Do we have to look at a radio to understand a newscast or the lyrics of a song? Sensory multi-tasking is devilishly difficult for some children with autism, especially when it requires a visually-oriented child to process auditory information. Looking away from a voice (shutting out visual distraction) often results in better comprehension.

Autism misconception #7. A child who has difficulty communicating verbally is of low intelligence.

Oh, the arrogance of this misconception. If the child doesn’t communicate in our chosen mode, and if we fail to provide the child with an alternate functional form of communication that is meaningful to him, how does it follow that he is of low intelligence? If we don’t give him means to communicate, we will never know how intelligent he is.

Autism misconception #8. If a child consistently scores low on standardized tests, she must be cognitively delayed in addition to having autism.

See. #6. Until tests are adapted to the communication abilities of the child with autism, the only thing being tested is the child’s ability to take a test designed for a brain with an operating structure different from hers.

Autism misconception #9. Autism is caused by bad parenting.

Bruno Bettelheim’s “refrigerator mother” theory was the original, ironically, the Mother of All Autism Misconceptions. Although now soundly discredited, it lingers like stale cigar smoke. So let’s fumigate, now and forever: Parents do not cause autism, and . . .
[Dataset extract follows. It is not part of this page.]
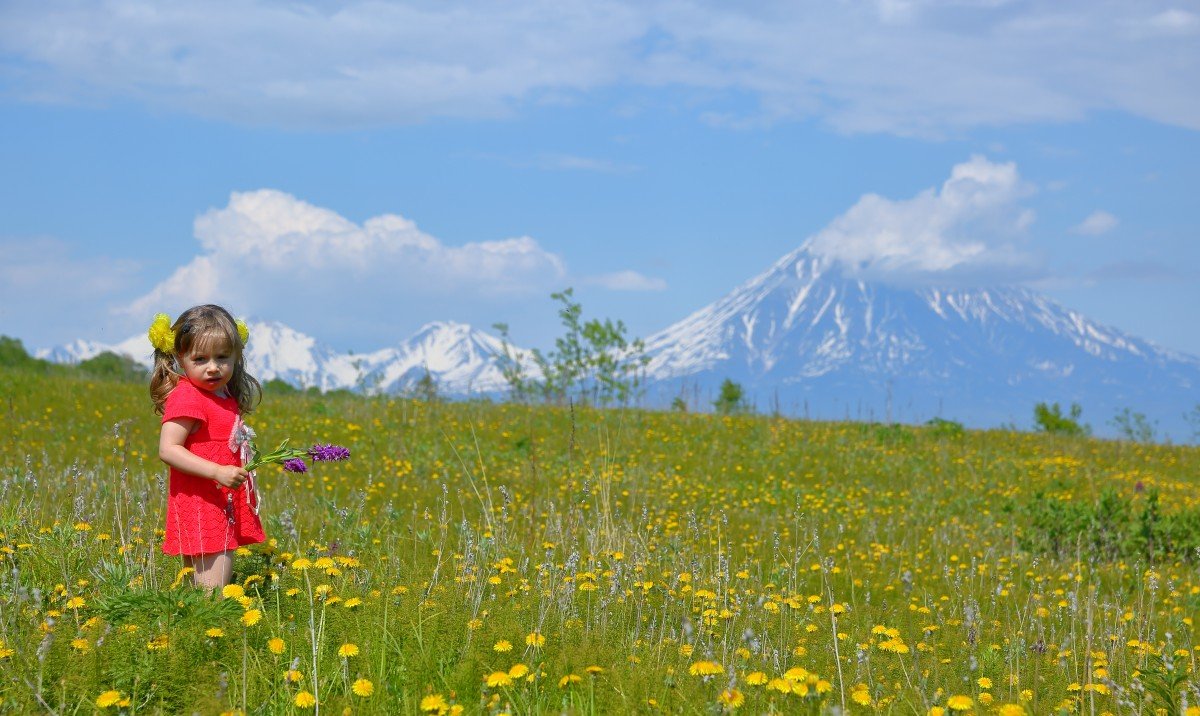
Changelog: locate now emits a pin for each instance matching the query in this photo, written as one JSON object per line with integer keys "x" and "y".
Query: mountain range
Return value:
{"x": 808, "y": 338}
Autism misconception #10. A child can stop being autistic if he just buckles down and tries harder to behave.

Autism is not a choice. Sensory dysfunction, communication difficulties, social cluelessness, anxiety and fear are not choices. Being judgmental, making uninformed assumptions, declining to approach the child with patience, inquisitiveness, empathy and a problem-solving attitude are choices. In the adult-child equation, the burden of “buckling down and trying harder” belongs to the one with the vastly greater life experience.
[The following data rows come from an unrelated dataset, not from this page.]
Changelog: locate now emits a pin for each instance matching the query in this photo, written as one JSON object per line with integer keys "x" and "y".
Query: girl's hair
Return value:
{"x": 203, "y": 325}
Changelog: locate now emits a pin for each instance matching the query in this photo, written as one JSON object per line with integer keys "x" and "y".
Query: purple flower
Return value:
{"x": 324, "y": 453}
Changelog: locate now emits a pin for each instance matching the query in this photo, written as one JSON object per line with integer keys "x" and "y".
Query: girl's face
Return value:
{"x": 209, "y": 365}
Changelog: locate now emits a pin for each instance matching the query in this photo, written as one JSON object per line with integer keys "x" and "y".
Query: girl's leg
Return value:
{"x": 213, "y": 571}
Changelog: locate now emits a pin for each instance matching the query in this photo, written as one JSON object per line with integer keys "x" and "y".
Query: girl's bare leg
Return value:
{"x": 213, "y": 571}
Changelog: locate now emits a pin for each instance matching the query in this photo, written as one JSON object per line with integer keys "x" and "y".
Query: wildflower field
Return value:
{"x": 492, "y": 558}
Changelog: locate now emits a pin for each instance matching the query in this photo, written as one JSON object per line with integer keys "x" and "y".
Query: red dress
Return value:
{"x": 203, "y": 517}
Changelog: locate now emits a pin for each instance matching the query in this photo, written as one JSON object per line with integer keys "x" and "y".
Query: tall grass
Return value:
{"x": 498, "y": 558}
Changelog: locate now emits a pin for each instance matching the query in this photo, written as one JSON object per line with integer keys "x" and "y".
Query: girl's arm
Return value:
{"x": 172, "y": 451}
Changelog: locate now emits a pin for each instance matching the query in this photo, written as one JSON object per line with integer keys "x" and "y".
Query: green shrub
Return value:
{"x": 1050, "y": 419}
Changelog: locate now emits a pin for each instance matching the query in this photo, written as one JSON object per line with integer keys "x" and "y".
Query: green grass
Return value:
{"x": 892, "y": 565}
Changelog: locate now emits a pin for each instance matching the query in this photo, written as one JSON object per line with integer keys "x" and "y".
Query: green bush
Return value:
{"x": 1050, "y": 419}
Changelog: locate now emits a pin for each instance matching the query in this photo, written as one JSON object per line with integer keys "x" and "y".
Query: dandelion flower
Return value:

The heroic social reformer Frederick Douglass refuted Pope’s “A little learning is a dangerous thing” with the warning that “the want of learning is a calamity to any people.” He also gave us an irrefutable truth we dare not ignore: “It is easier to build strong children than to repair broken men.” This is our charge, and this we do, every day, every time we reach out to dummies, smarties, and everyone in between, knocking down autism misconceptions, one mind at a time.